The price of a barrel of Brent crude surged by 20% early on Monday to nearly $72 (£58, up from $60 per barrel). That was the biggest move ever recorded since the contract was created in the 1980s. Later in the day, it dropped back to about $66 per barrel after Donald Trump pledged to release some of America’s oil reserves, to make up the shortfall from Saudi Arabia. U.S. benchmark West Texas crude oil was up around 9%. U.S. gasoline and heating oil were up over 8% and 7%, respectively.
But traders still spoke of a long-term price increase as markets absorb the proof that global supply can be so sharply hit. Economists also believe the oil price could rise higher if Aramco cannot bring supplies back online quickly, or if there is military action in the Gulf.

While disruption in Saudi Arabia could cause prices to rise any prolonged price increase above the mid-$60 level will only unlock more production in the U.S. shale and this is good for the US economy. Shale producers can move quickly to pump more when prices rise, and can bring production online in a matter of months. The shale industry need three to six months to bring new production on line.

How does this attack impact other OPEC nations
Before, an attack of such calibre means big bucks for other OPEC members but the narrative have changed greatly and OPEC relevance in the oil market has long faded when the US began its exploration of Shale oil. Not only is the US, Russia Saudi Arabia responsible for 70% of global supply, many OPEC member states are experiencing internal instability and insecurity.

Citing Nigeria as an example, the resilience of Boko Haram and assorted insurgents in the Niger Delta mean that Nigeria is not at all well placed to step into any supply gap created by a Middle East war as it was able to do during the Gulf War in 1991. Another country that cannot partake of this blessing in disguise is Libya, the country is in the middle of a civil war, which threatens its ability to continue pumping oil.

The best that can happen to Nigeria is a small increase in crude oil prices, but not of the scale of the “Gulf Oil Windfall” of 1990/1991. Any long term increase in oil price will only unlock more shale into the market and push away oil from OPEC members. An escalation due to retaliation by the Saudis backed by the US on Iran will mean that the disruptions will last significantly longer. There is however limited appetite for that kind of crisis that could not just lead to a prolonged period of high oil prices, but a trigger global recession or even a depression.
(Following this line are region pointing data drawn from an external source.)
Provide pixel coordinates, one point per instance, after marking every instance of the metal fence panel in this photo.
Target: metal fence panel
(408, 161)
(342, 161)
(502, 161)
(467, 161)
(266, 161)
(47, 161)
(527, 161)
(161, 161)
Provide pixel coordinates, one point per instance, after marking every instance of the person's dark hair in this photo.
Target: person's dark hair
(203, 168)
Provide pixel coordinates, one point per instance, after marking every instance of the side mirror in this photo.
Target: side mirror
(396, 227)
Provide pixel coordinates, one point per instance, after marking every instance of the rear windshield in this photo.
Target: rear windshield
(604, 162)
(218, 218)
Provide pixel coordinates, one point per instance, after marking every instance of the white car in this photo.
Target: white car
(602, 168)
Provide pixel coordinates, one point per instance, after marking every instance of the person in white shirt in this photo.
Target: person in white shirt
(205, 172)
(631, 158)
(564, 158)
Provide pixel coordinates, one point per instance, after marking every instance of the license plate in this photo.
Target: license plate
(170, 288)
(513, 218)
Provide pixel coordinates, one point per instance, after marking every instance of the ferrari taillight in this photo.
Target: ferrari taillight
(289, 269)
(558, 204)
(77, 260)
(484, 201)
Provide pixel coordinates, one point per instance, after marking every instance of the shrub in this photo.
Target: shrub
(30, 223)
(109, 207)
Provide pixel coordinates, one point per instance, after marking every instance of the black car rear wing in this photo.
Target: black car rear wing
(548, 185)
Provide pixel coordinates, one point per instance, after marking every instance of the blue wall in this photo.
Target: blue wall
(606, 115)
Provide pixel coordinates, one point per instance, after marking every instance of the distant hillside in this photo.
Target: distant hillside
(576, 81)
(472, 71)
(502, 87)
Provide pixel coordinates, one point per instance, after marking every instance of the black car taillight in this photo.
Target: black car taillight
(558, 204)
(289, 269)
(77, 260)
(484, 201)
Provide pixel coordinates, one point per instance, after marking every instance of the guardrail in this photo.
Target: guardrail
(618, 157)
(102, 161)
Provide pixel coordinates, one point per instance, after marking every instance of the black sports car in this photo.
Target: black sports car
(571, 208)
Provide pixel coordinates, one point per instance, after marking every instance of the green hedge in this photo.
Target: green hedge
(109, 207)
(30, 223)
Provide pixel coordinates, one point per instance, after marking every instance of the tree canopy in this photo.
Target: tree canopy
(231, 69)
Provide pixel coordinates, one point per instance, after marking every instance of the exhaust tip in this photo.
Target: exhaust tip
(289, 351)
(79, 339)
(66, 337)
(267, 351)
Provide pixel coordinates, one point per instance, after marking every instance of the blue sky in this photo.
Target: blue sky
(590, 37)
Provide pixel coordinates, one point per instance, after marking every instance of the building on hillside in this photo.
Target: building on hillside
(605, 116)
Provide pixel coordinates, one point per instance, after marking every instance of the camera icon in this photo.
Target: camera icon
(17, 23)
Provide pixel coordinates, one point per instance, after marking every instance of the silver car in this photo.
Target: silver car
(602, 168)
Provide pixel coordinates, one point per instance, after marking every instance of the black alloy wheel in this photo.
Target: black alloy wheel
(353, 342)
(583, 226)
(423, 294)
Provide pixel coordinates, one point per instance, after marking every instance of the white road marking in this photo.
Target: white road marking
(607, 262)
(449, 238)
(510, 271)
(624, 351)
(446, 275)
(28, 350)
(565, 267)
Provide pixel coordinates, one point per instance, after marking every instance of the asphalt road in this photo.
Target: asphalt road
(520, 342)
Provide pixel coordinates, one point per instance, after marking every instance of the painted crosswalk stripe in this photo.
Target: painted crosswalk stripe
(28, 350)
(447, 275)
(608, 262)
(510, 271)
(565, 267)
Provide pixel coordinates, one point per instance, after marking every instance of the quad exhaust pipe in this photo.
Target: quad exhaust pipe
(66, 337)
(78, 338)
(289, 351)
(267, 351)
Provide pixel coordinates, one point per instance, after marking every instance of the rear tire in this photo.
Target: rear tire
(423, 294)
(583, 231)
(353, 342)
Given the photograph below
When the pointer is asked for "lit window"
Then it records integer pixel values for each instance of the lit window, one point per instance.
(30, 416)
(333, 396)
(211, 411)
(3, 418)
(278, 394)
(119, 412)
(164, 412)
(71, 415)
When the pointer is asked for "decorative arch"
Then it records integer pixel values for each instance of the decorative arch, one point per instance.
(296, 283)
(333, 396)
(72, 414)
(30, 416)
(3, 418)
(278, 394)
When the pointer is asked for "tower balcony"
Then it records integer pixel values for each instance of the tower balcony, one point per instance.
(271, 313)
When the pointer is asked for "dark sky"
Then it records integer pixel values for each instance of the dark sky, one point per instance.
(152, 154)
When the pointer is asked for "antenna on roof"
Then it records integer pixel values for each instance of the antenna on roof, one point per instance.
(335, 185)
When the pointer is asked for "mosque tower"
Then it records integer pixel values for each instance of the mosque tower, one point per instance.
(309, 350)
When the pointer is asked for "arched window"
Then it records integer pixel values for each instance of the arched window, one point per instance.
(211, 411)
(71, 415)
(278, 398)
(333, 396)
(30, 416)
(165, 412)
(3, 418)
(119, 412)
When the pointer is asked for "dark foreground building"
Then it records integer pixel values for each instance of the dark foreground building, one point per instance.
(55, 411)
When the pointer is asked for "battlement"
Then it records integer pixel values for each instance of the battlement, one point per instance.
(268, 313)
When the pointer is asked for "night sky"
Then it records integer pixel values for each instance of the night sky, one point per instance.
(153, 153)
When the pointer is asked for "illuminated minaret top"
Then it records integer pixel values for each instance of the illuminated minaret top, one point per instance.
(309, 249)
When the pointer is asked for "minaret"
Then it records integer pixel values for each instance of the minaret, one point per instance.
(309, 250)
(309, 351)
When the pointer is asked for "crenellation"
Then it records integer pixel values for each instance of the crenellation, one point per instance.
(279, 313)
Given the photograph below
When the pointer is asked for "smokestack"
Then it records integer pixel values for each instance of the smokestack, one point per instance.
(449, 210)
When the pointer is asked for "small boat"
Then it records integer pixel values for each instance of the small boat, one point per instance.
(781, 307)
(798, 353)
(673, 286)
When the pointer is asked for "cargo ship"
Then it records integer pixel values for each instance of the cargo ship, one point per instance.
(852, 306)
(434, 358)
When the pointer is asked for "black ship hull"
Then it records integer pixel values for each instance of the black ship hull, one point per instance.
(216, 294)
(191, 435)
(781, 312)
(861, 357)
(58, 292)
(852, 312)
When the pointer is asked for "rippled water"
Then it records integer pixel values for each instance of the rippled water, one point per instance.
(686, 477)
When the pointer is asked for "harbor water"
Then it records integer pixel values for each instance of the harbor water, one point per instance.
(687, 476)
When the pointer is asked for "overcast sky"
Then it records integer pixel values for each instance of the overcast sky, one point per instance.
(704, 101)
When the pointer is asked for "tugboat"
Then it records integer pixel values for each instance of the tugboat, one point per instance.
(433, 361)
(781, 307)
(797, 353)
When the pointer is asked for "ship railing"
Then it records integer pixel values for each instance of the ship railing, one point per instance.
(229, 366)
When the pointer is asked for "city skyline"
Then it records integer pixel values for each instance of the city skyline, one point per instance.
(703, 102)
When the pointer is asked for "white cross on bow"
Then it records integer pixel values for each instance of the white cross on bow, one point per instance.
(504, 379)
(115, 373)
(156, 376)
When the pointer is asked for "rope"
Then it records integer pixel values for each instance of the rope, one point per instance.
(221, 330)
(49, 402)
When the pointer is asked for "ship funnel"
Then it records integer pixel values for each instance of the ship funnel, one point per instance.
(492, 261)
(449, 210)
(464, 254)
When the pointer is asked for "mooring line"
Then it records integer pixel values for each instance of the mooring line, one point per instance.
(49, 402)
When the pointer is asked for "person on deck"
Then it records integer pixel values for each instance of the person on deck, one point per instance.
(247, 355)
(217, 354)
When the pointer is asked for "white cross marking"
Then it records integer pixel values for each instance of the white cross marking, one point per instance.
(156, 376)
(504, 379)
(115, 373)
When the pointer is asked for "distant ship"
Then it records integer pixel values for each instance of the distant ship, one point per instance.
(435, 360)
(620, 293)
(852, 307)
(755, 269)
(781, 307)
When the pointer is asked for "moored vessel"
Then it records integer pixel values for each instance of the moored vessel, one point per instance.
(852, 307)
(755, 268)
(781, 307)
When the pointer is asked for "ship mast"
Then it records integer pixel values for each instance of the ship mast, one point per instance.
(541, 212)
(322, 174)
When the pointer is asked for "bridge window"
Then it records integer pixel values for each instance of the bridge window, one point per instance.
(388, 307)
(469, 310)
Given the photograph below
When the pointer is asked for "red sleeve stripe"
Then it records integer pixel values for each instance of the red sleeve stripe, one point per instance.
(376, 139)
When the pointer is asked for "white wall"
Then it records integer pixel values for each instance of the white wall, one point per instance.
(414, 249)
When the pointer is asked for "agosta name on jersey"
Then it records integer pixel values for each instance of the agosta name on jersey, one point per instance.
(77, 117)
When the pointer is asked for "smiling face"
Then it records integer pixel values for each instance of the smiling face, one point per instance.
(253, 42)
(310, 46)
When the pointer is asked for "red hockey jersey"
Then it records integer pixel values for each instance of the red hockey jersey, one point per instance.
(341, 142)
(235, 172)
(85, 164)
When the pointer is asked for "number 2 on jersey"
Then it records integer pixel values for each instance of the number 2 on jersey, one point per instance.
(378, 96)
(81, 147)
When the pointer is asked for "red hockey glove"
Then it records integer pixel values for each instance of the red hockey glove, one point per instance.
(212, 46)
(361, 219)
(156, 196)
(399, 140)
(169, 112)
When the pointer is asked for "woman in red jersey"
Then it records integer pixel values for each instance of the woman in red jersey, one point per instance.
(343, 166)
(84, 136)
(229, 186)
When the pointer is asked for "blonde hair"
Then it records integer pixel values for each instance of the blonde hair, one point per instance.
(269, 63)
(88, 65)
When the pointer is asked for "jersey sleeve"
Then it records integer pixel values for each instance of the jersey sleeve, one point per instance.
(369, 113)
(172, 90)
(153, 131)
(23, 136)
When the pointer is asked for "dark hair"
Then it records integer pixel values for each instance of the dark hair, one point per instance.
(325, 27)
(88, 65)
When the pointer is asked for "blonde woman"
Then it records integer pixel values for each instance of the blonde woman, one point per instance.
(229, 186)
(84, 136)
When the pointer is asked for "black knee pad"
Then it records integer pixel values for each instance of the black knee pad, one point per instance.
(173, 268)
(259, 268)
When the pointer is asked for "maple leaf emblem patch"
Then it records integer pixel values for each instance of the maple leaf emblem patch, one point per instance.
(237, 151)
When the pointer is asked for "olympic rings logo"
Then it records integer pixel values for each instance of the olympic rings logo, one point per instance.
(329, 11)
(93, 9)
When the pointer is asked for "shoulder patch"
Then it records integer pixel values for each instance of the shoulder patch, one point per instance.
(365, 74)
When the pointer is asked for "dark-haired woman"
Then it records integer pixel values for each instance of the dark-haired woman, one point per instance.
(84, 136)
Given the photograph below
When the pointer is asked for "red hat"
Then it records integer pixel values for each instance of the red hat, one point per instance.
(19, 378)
US interest in the Middle East had always circulate around oil but with the discovery of shale, it seems the country has lost interest. Donald Trump on Monday said they no longer need the Middle East for oil and he had not made commitments to protect the Saudis. Trump has spent much of his presidency trying to disentangle the United States from wars he inherited and he has made it clear that he was not going to rush into a new conflict on behalf of Saudi Arabia.